“Gay” or “Straight”?

Where did these concepts come from? Why has the church accepted these definitions without a second thought?

 Christopher Yuan’s book Holy Sexuality and the Gospel blew my mind when I read it a year or two ago. Yuan did not grow up Christian, was kicked out of his Chinese-American home when he came out as gay, became a drug dealer, went to prison, (parents became believers), found a Bible in a trashcan, and started following Jesus. 

Here are some quotes from his book:

Prior to the mid-1800s, sexuality was understood strictly as behavior, not identity. No word existed to describe an individual with same-sex attraction.” (p10)

Secular men in the psychology field (Westphal, Freud, Krafft-Ebing) made the concept of “orientation” more mainstream.

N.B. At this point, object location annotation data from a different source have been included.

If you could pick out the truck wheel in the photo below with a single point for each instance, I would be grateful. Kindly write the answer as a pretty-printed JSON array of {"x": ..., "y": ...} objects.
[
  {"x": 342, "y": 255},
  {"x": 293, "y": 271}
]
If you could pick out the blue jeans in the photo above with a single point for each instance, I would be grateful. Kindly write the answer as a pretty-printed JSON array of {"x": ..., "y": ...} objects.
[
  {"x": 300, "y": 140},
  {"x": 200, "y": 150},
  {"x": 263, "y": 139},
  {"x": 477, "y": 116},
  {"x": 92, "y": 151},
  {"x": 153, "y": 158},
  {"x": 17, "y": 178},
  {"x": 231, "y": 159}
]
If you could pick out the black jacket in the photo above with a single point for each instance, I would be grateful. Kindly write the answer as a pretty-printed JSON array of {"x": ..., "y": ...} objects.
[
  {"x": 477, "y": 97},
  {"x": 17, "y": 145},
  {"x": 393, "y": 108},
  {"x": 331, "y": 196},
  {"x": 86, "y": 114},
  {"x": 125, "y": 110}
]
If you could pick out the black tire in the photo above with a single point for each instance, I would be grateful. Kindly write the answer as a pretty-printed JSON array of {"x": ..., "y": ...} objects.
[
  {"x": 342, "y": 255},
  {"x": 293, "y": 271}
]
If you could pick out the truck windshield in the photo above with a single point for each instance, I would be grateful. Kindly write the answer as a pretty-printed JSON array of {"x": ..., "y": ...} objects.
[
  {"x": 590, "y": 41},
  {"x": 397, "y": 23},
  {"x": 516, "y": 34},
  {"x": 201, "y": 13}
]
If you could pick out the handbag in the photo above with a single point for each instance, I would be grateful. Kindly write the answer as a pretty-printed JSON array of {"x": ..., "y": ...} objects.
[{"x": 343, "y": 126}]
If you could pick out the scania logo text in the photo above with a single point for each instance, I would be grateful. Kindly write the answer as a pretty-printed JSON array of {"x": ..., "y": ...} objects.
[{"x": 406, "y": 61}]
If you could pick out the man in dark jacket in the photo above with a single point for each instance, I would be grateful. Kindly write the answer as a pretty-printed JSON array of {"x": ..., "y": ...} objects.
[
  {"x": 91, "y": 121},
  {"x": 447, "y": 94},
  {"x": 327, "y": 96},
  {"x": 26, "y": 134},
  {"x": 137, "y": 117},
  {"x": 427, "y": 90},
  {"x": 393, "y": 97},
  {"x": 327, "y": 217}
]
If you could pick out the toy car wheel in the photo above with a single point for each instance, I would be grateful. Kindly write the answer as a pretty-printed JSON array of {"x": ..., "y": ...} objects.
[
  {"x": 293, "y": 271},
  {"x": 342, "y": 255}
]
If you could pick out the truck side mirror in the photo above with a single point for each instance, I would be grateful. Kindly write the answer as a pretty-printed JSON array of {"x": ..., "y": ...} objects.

Thus, heterosexual and homosexual became new, secular categories for personhood.” (p10)

The strong influence of these philosophies and movements on Western culture produced to vacuum. In the absence of any objective foundation for true identity, experience essentially became God.” (p12)

In the face of today’s widespread belief that experience supersedes essence, the correct way for Christians to comprehend identity — particularly as it relates to sexuality — it’s a better grasp who we are in light of God’s truth. True identity is not what I do (for example, I am a writer). Nor is it HOW I am (for example, I am happy). True identity is WHO I am. In other words, identity in Christ means union with Christ.” (p12)

We cannot properly understand human sexuality unless we begin with theological anthropology… a true, faithful, and accurate anthropology begins with God.” (p12)

Christians need to be uprooted and up-righted in this conversation. If the roots of our beliefs about human sexuality have nothing to do with a good understanding of God’s definitions of humans and sexual behavior, but we’re borrowing from Freud, we need to take a step back and reevaluate our theology.

I don’t use the terms “gay” or “straight.” They’re not helpful or truthful forms of category as I have this conversation. I understand they’re helpful for some who want to use them, and I will say someone “identifies as” whatever they want. But you realize how many of it the popular arguments in this conversation fall by the wayside when you start playing by the Biblical definitions instead of the psychologists in the 1800s.